Darr Tah Lei and I sat on two chairs across from each other late last night. They were in another artist’s space and positioned deliberately, facing each other and very close, almost touching. In this position the chairs reminded me of Marina Abramović’s piece so we just started mirroring the artist is present—staring into each other’s eyes. We tried to sustain it and lasted about ten minutes. Some laughing and some conversation, mostly about Marina’s intentions, what the experience was like waiting there at MoMA to sit with her. We talked about whether it’s possible to stare into someone’s eyes and open up some kind of passageway to the soul. I’m skeptical, but I like the idea. I like the idea of a certain physical situation, two people looking or not looking, focused or not, as a way to meditate, to open up, to connect. An excuse to be present with another.

At some point another artist opened the door to the studio and I looked away and made some kind of gesture to her and shouted out that we were being present, that “the artists were present.” DTL said you’re really an observer, “you don’t miss anything do you.” And that when she looked into my eyes she saw a coat. I thought she said it looked like I have a cold. Are my eyes puffy? Cold? No, code. Like you need a code to understand me, I need to be decoded? No, coat—and then she spelled it out. C O A T. Covered up with a coat. Like, a coating.

A coating over my eyes.

I have to admit that I was immediately disappointed, and now I can’t stop thinking about this coat on my eyes. Because I’ve been feeling the barrier between me and this place. I’ve been frustrated with how the town seems guarded, distant—coated (or coded) in some way. That it’s inaccessible. What if I’m the guarded one?


I need to get closer. But I don’t know what that means. What it feels like is this: if I could, I’d like to sit across from that other chair and look into the town’s eyes. To sustain some kind of focus on this place and have the work reflect something intimate. This idea that a deeper understanding of the place will reveal a deeper work.

Maybe I’m already doing that. But I don’t think you get very far in two months. If I’m learning anything, it’s this—that to really become embedded, and to transform yourself within/of the place (to be of the place), you need a good amount of time. I’ve only got two months. When I got here, two months seemed endless. Now, almost halfway through, it’s not enough.

At what point is the observer engaging? Can the observer also perform?


I think I’ve been the observer forever. All of my work has this quality, even the projects I did in school over twenty years ago. When I spent a few days in Susquehanna and did my architecture thesis about the town, I didn’t dare speak to anyone who lived there. It never even occurred to me. Instead, I looked at it. Dipped in, but kept my distance. I worked with found objects, views, maps, photographs, and something grew out of that. I’ve often looked back at that project and wondered what it would have been had I talked with residents of the town.

When I took a semester off to do a film project I called it “eye view.”

In the last few years, I’ve started to talk to people as part of my work. I think it came from years of client work—interviewing people directly to understand their needs. 273 Relics for John Cage started with a recorded conversation with Laura in the driveway at the John Cage Trust. And that 30-minute conversation is embedded in the work.

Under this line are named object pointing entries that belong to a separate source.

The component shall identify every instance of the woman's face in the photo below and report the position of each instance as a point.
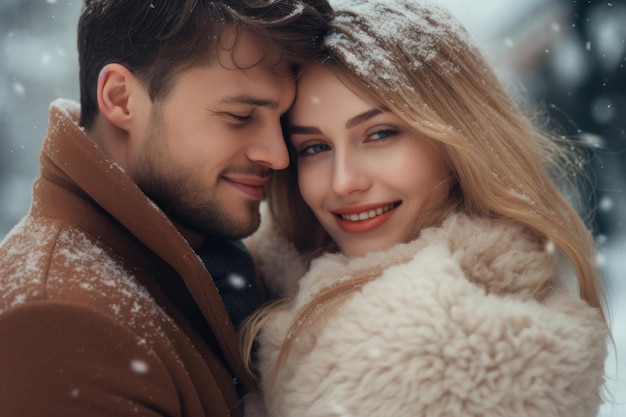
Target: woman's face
(363, 172)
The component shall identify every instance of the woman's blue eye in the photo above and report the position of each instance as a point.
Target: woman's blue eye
(382, 134)
(313, 149)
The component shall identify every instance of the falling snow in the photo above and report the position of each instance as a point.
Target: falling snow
(38, 63)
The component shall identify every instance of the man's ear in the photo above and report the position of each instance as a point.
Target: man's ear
(116, 84)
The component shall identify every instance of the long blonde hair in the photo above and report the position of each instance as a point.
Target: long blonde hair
(416, 61)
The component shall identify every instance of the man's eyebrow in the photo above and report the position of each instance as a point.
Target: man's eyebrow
(251, 100)
(363, 117)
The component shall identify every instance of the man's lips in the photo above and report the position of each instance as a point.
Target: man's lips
(253, 186)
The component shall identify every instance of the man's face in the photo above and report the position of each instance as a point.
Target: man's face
(211, 144)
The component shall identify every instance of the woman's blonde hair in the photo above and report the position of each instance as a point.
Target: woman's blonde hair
(416, 61)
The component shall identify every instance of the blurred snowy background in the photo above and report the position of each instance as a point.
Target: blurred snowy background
(568, 56)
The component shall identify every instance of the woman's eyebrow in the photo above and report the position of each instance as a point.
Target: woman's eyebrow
(359, 118)
(363, 117)
(304, 130)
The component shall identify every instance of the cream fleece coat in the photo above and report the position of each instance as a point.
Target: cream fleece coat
(450, 328)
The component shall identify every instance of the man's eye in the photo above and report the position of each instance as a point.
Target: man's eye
(313, 149)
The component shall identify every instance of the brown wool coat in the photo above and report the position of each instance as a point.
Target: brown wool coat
(91, 284)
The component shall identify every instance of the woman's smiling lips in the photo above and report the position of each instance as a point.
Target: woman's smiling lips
(363, 218)
(252, 186)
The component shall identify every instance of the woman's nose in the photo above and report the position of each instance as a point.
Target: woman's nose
(349, 174)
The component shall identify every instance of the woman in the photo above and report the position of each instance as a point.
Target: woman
(433, 246)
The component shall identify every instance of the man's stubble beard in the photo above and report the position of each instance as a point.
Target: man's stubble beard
(179, 193)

I did more of that with Weymouths. And even more now in Skagaströnd. Talking, recording, transcribing. Forming relationships with people in the town. Light connections, but still. The woman who owns the café, the librarian, people I’m starting to meet as part of daily activities. The mayor. They’re all informing the work.

What more should I expect. It’s the ambition (and impatience) in me, wanting to go further, get more, do more. Or something earlier: the need for acceptance. As a child I found myself in a small village where I was unable to speak the language. Again and again, I felt like an alien, exposed, and covering up was my protection.

Here I am, forty years later, in a tiny village, looking to connect. Still coated. These trips are like time travel for me, feeling my way through like a child. Looking for resolution in the work.